The pathogenesis of osteoarthritis (OA) is characterized by oxidative stress (OS) and sustained inflammation that are substantially associated with epigenetic DNA methylation alterations of osteogenic gene expression. Diacerein as an anthraquinone anti-OA drug exhibits multiple chondroprotective properties, but less clarified pharmacological actions. Since anthraquinone contain an epigenetic modulating property, in this study we investigate whether the anti-OA functions of diacerein involve DNA methylation modulation and antioxidant signaling. The OA mice incurred by destabilization of medial meniscus exhibited marked suppression of peroxisome proliferator-activated receptor-gamma (PPARγ), a chondroprotective transcription factor with anti-inflammation and OS-balancing properties, aberrant upregulations of DNA methyltransferase (DNMT)1/3a, and PPARγ promoter hypermethylation in knee joint cartilage. Diacerein treatment mitigated the cartilage damage and significantly inhibited the DNMT1/3a upregulation, the PPARγ promoter hypermethylation, and the PPARγ loss, and it effectively corrected the adverse expression of antioxidant enzymes and inflammatory cytokines. In cultured chondrocytes, diacerein reduced the interleukin-1β-induced PPARγ suppression and the abnormal expression of its downstream antioxidant enzymes in a gain of DNMT and PPARγ inhibition-sensitive manner, and in PPARγ knockout mice, the anti-OA effects of diacerein were significantly reduced. Our work reveals a novel anti-OA pharmacological property of diacerein and identifies the aberrant DNMT elevation and the resultant PPARγ suppression as an important epigenetic pathway that mediates diacerein's anti-OA activities. DNA methylation aberration and the resultant PPARγ suppression contribute significantly to epigenetic OA pathogenesis, and targeting PPARγ suppression DNA demethylation is an important component of diacerein's anti-OA functions. 37, 40-53.

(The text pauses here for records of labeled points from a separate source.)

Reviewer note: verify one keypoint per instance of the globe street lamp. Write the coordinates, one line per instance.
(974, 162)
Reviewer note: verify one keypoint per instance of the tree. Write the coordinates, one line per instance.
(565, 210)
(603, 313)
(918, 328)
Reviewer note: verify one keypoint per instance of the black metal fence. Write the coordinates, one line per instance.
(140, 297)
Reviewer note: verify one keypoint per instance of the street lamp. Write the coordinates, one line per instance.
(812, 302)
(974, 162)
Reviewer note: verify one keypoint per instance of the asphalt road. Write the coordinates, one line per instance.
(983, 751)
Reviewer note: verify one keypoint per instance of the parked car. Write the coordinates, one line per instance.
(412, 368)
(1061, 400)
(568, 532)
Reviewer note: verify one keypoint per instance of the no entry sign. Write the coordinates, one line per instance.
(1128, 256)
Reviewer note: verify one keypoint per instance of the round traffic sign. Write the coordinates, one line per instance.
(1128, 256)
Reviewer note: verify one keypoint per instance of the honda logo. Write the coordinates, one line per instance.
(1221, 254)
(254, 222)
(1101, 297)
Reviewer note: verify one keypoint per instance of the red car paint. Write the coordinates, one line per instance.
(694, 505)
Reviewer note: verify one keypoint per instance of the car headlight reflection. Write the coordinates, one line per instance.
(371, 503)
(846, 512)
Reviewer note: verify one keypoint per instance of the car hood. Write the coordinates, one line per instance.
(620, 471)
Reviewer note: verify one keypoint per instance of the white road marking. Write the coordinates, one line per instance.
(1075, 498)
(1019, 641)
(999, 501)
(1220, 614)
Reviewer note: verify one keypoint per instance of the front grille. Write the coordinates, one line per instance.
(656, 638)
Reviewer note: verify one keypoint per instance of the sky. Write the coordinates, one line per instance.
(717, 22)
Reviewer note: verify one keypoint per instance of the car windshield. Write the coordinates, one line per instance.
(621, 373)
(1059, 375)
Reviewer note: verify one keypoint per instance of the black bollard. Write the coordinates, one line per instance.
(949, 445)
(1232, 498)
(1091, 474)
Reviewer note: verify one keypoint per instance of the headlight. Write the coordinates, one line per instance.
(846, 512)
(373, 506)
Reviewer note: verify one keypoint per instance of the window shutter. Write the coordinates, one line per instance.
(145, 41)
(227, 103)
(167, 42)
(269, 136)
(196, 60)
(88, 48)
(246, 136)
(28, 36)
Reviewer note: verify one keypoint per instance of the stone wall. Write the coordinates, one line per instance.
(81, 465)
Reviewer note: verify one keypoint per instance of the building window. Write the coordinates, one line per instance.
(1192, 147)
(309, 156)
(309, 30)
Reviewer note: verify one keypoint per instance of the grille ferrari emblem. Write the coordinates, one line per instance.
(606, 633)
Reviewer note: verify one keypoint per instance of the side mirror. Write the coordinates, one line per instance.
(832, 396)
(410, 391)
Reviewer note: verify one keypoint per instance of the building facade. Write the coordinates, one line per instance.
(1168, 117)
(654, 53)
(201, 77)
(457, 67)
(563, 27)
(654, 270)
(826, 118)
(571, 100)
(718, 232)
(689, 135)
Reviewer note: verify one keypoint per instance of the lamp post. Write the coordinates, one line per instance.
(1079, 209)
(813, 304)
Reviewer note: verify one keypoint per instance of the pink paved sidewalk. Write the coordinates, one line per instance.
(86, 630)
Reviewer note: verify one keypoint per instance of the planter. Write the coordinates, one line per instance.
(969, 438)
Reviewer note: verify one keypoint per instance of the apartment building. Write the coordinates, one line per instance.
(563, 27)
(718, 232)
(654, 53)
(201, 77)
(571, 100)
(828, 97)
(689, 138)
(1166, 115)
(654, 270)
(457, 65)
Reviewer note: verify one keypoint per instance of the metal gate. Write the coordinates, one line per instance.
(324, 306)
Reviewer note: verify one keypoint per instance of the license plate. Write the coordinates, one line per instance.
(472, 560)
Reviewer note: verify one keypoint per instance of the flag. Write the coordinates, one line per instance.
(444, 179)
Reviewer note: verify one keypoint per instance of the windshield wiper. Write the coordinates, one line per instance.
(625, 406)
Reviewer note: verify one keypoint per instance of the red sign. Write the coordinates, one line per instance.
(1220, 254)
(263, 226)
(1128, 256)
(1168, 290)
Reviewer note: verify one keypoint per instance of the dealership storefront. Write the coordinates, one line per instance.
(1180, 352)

骨关节炎(OA)的发病机制以氧化应激(OS)和持续炎症为特征,这些特征与成骨基因表达的表观遗传 DNA 甲基化改变密切相关。二乙酰氨己酸作为蒽醌类抗 OA 药物具有多种软骨保护特性,但药理作用不太明确。由于蒽醌类化合物具有表观遗传调节特性,因此本研究旨在探讨二乙酰氨己酸的抗 OA 作用是否涉及 DNA 甲基化调节和抗氧化信号。由内侧半月板不稳定引起的 OA 小鼠表现出过氧化物酶体增殖物激活受体-γ(PPARγ)明显抑制,PPARγ是一种具有抗炎和 OS 平衡特性的软骨保护转录因子,其下游的 DNA 甲基转移酶(DNMT)1/3a 和 PPARγ 启动子过度甲基化在膝关节软骨中。二乙酰氨己酸治疗减轻了软骨损伤,并显著抑制了 DNMT1/3a 的上调、PPARγ 启动子过度甲基化和 PPARγ 的丢失,并且有效纠正了抗氧化酶和炎症细胞因子的不良表达。在培养的软骨细胞中,二乙酰氨己酸以增加 DNMT 和 PPARγ 抑制敏感的方式降低了白细胞介素-1β诱导的 PPARγ 抑制和其下游抗氧化酶的异常表达,在 PPARγ 敲除小鼠中,二乙酰氨己酸的抗 OA 作用明显降低。我们的工作揭示了二乙酰氨己酸的一种新的抗 OA 药理特性,并确定异常的 DNMT 升高和由此导致的 PPARγ 抑制是介导二乙酰氨己酸抗 OA 活性的重要表观遗传途径。DNA 甲基化异常和由此导致的 PPARγ 抑制对表观遗传 OA 的发病机制有重要贡献,靶向 PPARγ 抑制 DNA 去甲基化是二乙酰氨己酸抗 OA 作用的重要组成部分。37、40-53。